Inference or Prediction: Inference is the result of using data from the sample to learn about the population or system of interest. Prediction is using the data from the sample to understand what may be true about the population in the future. These are generally perceived as separate but related learning tasks, and the Learner’s goal may only be one or the other.
Explanation
Goal: The Learner conducts the analysis to produce inferences or predictions that he or she will use to answer the question.
Caution: This is where technical statistical and mathematical considerations dominate. Whole PhD theses are written over very specific technical details in this step. Let the Learner be careful and seek appropriate technical support.

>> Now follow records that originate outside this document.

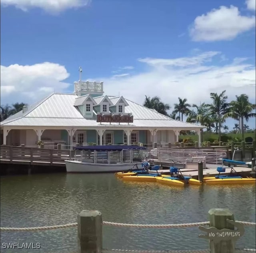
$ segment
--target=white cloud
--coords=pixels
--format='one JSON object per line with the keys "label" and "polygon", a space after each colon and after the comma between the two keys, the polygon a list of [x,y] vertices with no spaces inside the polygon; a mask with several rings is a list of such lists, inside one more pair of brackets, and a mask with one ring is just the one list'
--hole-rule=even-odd
{"label": "white cloud", "polygon": [[112,73],[118,73],[121,72],[122,70],[133,70],[134,67],[133,66],[125,66],[124,67],[119,67],[116,70],[112,71]]}
{"label": "white cloud", "polygon": [[[210,62],[210,55],[215,57],[214,62]],[[236,95],[245,93],[251,101],[255,100],[255,65],[246,63],[245,58],[224,62],[222,55],[210,52],[191,57],[140,59],[150,67],[146,68],[146,72],[125,78],[93,79],[104,82],[106,95],[117,96],[120,92],[125,98],[140,104],[143,103],[145,95],[158,96],[172,109],[178,97],[187,98],[191,104],[198,104],[200,101],[210,103],[210,92],[220,93],[224,90],[227,90],[230,100],[235,99]]]}
{"label": "white cloud", "polygon": [[246,0],[246,5],[247,8],[252,10],[256,10],[256,0]]}
{"label": "white cloud", "polygon": [[255,16],[242,16],[238,8],[233,6],[221,6],[196,18],[189,32],[195,41],[226,40],[255,26]]}
{"label": "white cloud", "polygon": [[188,65],[194,65],[212,60],[213,56],[220,52],[210,51],[202,53],[192,57],[184,57],[177,59],[157,59],[155,58],[144,58],[139,59],[141,62],[145,62],[153,66],[178,66],[184,67]]}
{"label": "white cloud", "polygon": [[68,9],[88,5],[91,0],[1,0],[4,6],[13,6],[24,11],[38,8],[50,12],[59,12]]}
{"label": "white cloud", "polygon": [[2,104],[34,101],[54,91],[64,92],[70,86],[62,82],[69,74],[65,67],[58,64],[15,64],[7,67],[1,65],[0,68]]}
{"label": "white cloud", "polygon": [[130,74],[128,73],[125,73],[123,74],[120,74],[119,75],[114,75],[112,77],[114,78],[116,77],[124,77],[124,76],[129,76]]}
{"label": "white cloud", "polygon": [[121,68],[122,70],[133,70],[134,68],[133,66],[125,66],[125,67],[123,67]]}

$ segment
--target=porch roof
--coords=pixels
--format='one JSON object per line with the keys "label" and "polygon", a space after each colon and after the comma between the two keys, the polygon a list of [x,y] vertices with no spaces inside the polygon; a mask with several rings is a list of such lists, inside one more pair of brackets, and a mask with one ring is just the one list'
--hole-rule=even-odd
{"label": "porch roof", "polygon": [[[74,106],[77,95],[54,93],[32,104],[27,111],[21,111],[0,123],[2,126],[15,127],[100,127],[108,128],[126,127],[160,127],[195,129],[205,127],[173,120],[154,110],[126,99],[129,106],[125,106],[125,112],[132,113],[133,123],[102,123],[96,118],[85,118]],[[111,99],[111,97],[109,97]]]}

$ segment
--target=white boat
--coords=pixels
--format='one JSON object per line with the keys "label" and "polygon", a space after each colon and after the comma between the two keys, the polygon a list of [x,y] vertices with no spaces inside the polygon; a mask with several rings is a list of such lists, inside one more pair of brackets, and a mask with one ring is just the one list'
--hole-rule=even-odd
{"label": "white boat", "polygon": [[68,173],[118,172],[133,167],[134,169],[141,169],[144,167],[145,149],[144,147],[133,145],[76,147],[74,148],[74,158],[65,160],[66,171]]}

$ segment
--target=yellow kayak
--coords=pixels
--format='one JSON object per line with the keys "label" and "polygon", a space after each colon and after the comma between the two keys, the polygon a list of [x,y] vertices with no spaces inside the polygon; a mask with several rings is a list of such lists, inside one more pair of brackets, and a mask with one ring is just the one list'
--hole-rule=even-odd
{"label": "yellow kayak", "polygon": [[127,181],[133,182],[147,182],[148,183],[154,183],[156,181],[156,178],[161,178],[159,176],[136,175],[125,176],[121,178]]}
{"label": "yellow kayak", "polygon": [[125,176],[131,176],[136,174],[136,172],[126,172],[122,173],[122,172],[117,172],[115,173],[115,175],[118,177],[122,177]]}
{"label": "yellow kayak", "polygon": [[[169,176],[170,177],[170,176]],[[184,186],[185,184],[184,182],[182,182],[182,181],[162,177],[157,177],[156,180],[157,183],[160,183],[169,185]]]}
{"label": "yellow kayak", "polygon": [[208,185],[255,183],[256,179],[252,178],[216,179],[214,178],[214,179],[206,180],[206,183]]}

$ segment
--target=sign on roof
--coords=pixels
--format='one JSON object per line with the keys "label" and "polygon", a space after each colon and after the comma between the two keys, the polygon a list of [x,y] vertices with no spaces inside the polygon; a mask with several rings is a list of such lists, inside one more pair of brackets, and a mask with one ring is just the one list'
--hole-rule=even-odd
{"label": "sign on roof", "polygon": [[132,115],[100,115],[97,116],[97,122],[123,122],[132,123],[133,116]]}

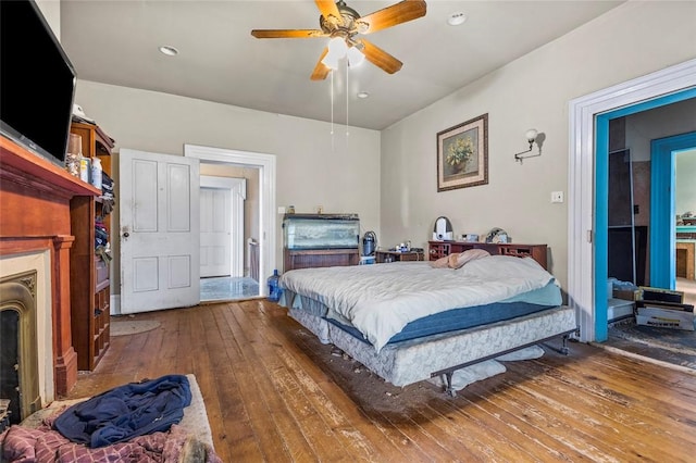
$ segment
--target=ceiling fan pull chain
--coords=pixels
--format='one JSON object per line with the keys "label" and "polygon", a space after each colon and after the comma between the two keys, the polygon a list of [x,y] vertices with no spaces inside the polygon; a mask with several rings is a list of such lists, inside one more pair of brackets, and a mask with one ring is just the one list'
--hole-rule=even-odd
{"label": "ceiling fan pull chain", "polygon": [[348,148],[348,76],[350,75],[350,63],[346,60],[346,148]]}
{"label": "ceiling fan pull chain", "polygon": [[336,152],[334,146],[334,73],[331,72],[331,152]]}

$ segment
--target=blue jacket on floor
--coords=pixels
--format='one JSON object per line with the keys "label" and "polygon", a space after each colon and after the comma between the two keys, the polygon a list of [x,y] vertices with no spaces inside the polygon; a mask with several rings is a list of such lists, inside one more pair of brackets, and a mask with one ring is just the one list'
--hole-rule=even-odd
{"label": "blue jacket on floor", "polygon": [[166,431],[184,417],[191,390],[184,375],[119,386],[65,410],[53,428],[73,442],[104,447]]}

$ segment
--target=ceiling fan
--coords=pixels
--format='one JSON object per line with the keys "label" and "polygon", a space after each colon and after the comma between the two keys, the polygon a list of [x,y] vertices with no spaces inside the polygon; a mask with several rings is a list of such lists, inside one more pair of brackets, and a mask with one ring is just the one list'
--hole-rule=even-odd
{"label": "ceiling fan", "polygon": [[403,63],[364,38],[358,38],[358,34],[372,34],[425,16],[424,0],[403,0],[365,16],[360,16],[344,0],[314,2],[321,13],[319,29],[251,30],[256,38],[331,38],[312,72],[312,80],[325,79],[328,73],[337,67],[338,59],[345,55],[349,62],[364,58],[389,74],[396,73]]}

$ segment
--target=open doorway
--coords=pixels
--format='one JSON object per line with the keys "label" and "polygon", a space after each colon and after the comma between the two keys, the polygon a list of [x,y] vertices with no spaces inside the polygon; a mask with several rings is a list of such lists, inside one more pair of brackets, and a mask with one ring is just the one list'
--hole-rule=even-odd
{"label": "open doorway", "polygon": [[[201,161],[201,173],[217,177],[244,178],[244,274],[201,279],[201,301],[239,300],[263,297],[270,268],[276,267],[275,255],[275,155],[186,145],[184,155]],[[211,292],[203,295],[203,283]],[[253,295],[253,296],[251,296]]]}
{"label": "open doorway", "polygon": [[[200,164],[200,300],[259,297],[259,170]],[[256,264],[256,265],[254,265]]]}
{"label": "open doorway", "polygon": [[696,60],[570,102],[568,300],[577,311],[582,341],[607,340],[609,120],[693,98]]}

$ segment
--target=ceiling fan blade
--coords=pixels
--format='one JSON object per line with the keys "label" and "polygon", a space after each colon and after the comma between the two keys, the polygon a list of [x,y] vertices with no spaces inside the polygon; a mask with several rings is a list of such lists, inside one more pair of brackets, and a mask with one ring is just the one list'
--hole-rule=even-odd
{"label": "ceiling fan blade", "polygon": [[325,32],[319,29],[253,29],[251,35],[256,38],[316,38],[328,37]]}
{"label": "ceiling fan blade", "polygon": [[363,45],[362,52],[365,55],[365,59],[375,66],[382,67],[386,73],[394,74],[403,65],[402,62],[382,50],[376,45],[365,39],[361,39],[359,42]]}
{"label": "ceiling fan blade", "polygon": [[338,11],[338,7],[336,5],[335,1],[314,0],[314,2],[316,3],[316,8],[319,8],[319,12],[322,13],[322,16],[324,16],[324,18],[328,20],[328,16],[334,16],[338,21],[338,24],[344,23],[344,20],[340,15],[340,12]]}
{"label": "ceiling fan blade", "polygon": [[322,63],[324,57],[328,53],[328,47],[324,47],[324,51],[322,51],[322,55],[319,57],[319,61],[316,62],[316,66],[314,66],[314,71],[312,71],[312,76],[310,77],[312,80],[324,80],[328,73],[331,72],[331,67]]}
{"label": "ceiling fan blade", "polygon": [[403,0],[391,7],[360,17],[357,21],[358,29],[360,34],[372,34],[386,29],[387,27],[396,26],[397,24],[418,20],[419,17],[425,16],[425,11],[424,0]]}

Beware: Due to the technical nature of this step, many sneaky risks lurk here. Model assumptions, model specification, and model selection refer to the process of developing statistical models that reflect in math the most important concepts required to answer the question. The bias-variance trade off is an important decision about how flexible a model should be to reflect the observed data. P-hacking and researchers degrees of freedom/garden of forking paths are all non-mathematical methods of massaging the data (intentionally or unintentionally) to get an interesting or publishable result (here is a blog post that discusses many of the preceding points). Also this is where you can induce bias by adding variables into your analysis, called collider bias(are you frightened?). Analysis workflows (Bayesian workflows here, and here, RMS workflow - chapter 4, particularly 4.12 - and here) can help guide you safely through this treacherous valley of death and deceit.
Step 6. Inference -> Decision
Definitions
Step 6. The process of using the inference along with other information that the Learner knows to draw conclusions about the question and then decide how to act given what has been learned.
Decision & Action: These are the decisions and actions that result from what was learned. These are the answers to the questions “now what do I do with what I learned?”
Explanation
Goal: The Learner considers the inferences or predictions that result from the analysis against other information that the Learner knows (i.e. the results of many other epistemic arcs) and against the costs and benefits of different outcomes of decisions to decide what to is the best course of action based on the new knowledge.
Caution: Inferences and predictions are not decisions. These are very different concepts that are often conflated together. Their conflation leaves out two crucial elements. One is that that you, the Leaner, bring many other learned things to this step (I conceptualize it as the intersection of many intersecting epistemic arcs). This additional information is relevant for decision making. The second is that costs and benefits from outcomes of decisions are nowhere reflected in this learning process (they also require their own epistemic arcs!; this blog gives a helpful primer on decision curve analysis).
Beware: This is where human psychology with all of its frailty and biases can dominate. We all can fall prey to confirmation bias and many other cognitive biases, to motivated reasoning, and to dishonest reasoning. The consequence of us being an inseparable part of the learning process is that we bring our psychological and moral baggage along with us :/
Conclusion
Step by step, we’ve walked along the Epistemic Arc to learn from data in the presence of uncertainty. Along the way, we’ve noted some areas where we must use caution and many explosive areas we must navigate with extreme care. We’ve also seen how the Learner is not only the primary agent doing the learning, but also a necessary actor in the learning process. The Epistemic Arc unifies these disparate philosophical, psychological, and statistical concepts into a single framework that we can use as a roadmap to conduct principled data analysis and avoid producing noise and nonsense that masquerade as “insights”.